'Use LESs to cut admissions'

Local health boards (LHBs) in Wales have been told to work closely with GPs to identify 'frequent fliers' in a bid to cut bed blocking.

GPs’ commitment to care pathways for older, vulnerable patients is patchy, Jeremy Colman, the Auditor General for Wales, said in a report on delayed transfer of care released last week.

LHBs could incentivise GPs to avoid unnecessary admissions and work with GPs with low referral rates, Mr Colman said.

The GMS contract can be used to ‘develop stronger care pathways that reduce admissions to hospitals and improve wellbeing’, he said.

The best way to incentivise GPs to engage in appropriate care pathways would be through local enhanced services, Dr David Bailey, chairman of GPC Wales said.

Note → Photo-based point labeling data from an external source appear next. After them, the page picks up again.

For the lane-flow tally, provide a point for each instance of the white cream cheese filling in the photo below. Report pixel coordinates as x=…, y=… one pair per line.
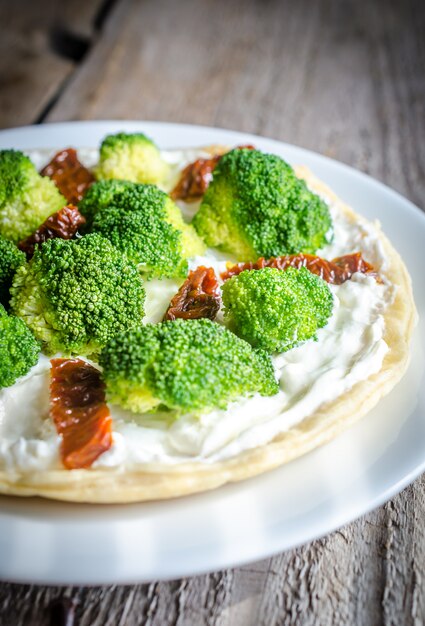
x=350, y=348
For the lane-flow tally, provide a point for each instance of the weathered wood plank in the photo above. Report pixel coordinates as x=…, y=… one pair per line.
x=346, y=79
x=31, y=70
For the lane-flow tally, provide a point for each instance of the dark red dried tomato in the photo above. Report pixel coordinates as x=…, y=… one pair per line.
x=69, y=175
x=79, y=412
x=197, y=298
x=196, y=177
x=337, y=271
x=63, y=224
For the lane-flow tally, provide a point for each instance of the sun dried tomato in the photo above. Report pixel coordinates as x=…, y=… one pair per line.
x=69, y=175
x=63, y=224
x=337, y=271
x=197, y=298
x=79, y=412
x=196, y=177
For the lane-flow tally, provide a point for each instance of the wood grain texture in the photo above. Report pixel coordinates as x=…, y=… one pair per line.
x=344, y=78
x=32, y=69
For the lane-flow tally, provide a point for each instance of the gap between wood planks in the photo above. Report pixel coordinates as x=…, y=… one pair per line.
x=74, y=46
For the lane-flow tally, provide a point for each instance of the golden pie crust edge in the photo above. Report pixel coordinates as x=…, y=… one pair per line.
x=155, y=482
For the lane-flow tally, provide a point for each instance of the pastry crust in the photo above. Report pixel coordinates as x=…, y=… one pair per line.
x=153, y=482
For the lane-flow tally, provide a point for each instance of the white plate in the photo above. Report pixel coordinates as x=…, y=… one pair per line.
x=56, y=543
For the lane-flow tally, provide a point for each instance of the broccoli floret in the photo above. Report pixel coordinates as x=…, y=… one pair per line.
x=76, y=294
x=101, y=195
x=19, y=350
x=256, y=206
x=145, y=224
x=276, y=309
x=10, y=259
x=26, y=198
x=131, y=157
x=185, y=365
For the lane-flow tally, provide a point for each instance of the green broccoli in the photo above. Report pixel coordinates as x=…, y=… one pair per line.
x=276, y=309
x=145, y=224
x=19, y=350
x=26, y=198
x=131, y=157
x=76, y=294
x=185, y=365
x=256, y=206
x=10, y=259
x=101, y=195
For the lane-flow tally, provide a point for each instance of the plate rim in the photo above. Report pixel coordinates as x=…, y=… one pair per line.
x=385, y=495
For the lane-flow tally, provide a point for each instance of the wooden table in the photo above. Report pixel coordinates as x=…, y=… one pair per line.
x=342, y=77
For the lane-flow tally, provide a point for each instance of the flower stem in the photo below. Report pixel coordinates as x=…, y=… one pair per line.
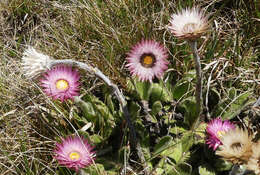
x=116, y=90
x=198, y=93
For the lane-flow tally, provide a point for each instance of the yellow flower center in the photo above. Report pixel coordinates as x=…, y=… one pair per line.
x=74, y=155
x=62, y=84
x=220, y=133
x=147, y=60
x=190, y=27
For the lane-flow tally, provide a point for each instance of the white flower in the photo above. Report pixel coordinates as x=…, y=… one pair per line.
x=34, y=62
x=189, y=24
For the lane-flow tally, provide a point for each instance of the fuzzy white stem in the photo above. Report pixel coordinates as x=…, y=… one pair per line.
x=116, y=90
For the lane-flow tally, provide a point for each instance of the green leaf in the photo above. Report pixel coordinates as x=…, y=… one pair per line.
x=159, y=93
x=156, y=107
x=180, y=89
x=237, y=105
x=182, y=169
x=190, y=113
x=96, y=139
x=163, y=144
x=143, y=89
x=134, y=109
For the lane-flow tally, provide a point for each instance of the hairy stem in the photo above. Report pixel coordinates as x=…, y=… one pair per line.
x=117, y=92
x=198, y=93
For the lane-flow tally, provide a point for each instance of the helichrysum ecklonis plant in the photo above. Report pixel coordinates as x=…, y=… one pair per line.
x=189, y=24
x=147, y=59
x=215, y=129
x=236, y=146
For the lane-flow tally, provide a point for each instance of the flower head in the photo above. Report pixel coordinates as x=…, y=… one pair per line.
x=189, y=24
x=74, y=152
x=236, y=146
x=147, y=59
x=254, y=161
x=34, y=62
x=215, y=129
x=61, y=82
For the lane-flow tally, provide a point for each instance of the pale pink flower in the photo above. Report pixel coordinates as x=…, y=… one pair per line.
x=189, y=24
x=147, y=59
x=61, y=82
x=74, y=152
x=215, y=129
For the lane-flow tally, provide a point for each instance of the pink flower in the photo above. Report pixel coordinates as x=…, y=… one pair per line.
x=147, y=59
x=215, y=129
x=74, y=152
x=61, y=82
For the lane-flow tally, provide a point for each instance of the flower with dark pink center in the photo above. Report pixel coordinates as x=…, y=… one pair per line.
x=215, y=129
x=74, y=152
x=147, y=59
x=61, y=82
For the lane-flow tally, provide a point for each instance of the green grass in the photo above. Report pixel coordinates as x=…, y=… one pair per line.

But he warned against any incentives for GPs not to admit vulnerable patients.

‘Incentivising not admitting people to hospital is a slippery slope. The decision should be entirely clinical and patients are entitled to expect that,’ he said.

The recommendations come as figures revealed a two per cent rise in 2005-7 in the number of days patients stayed in hospital waiting for suitable transfer.

Around £27 million could be freed up for reinvestment in the service by solving the bed-blocking problem, Mr Colman said.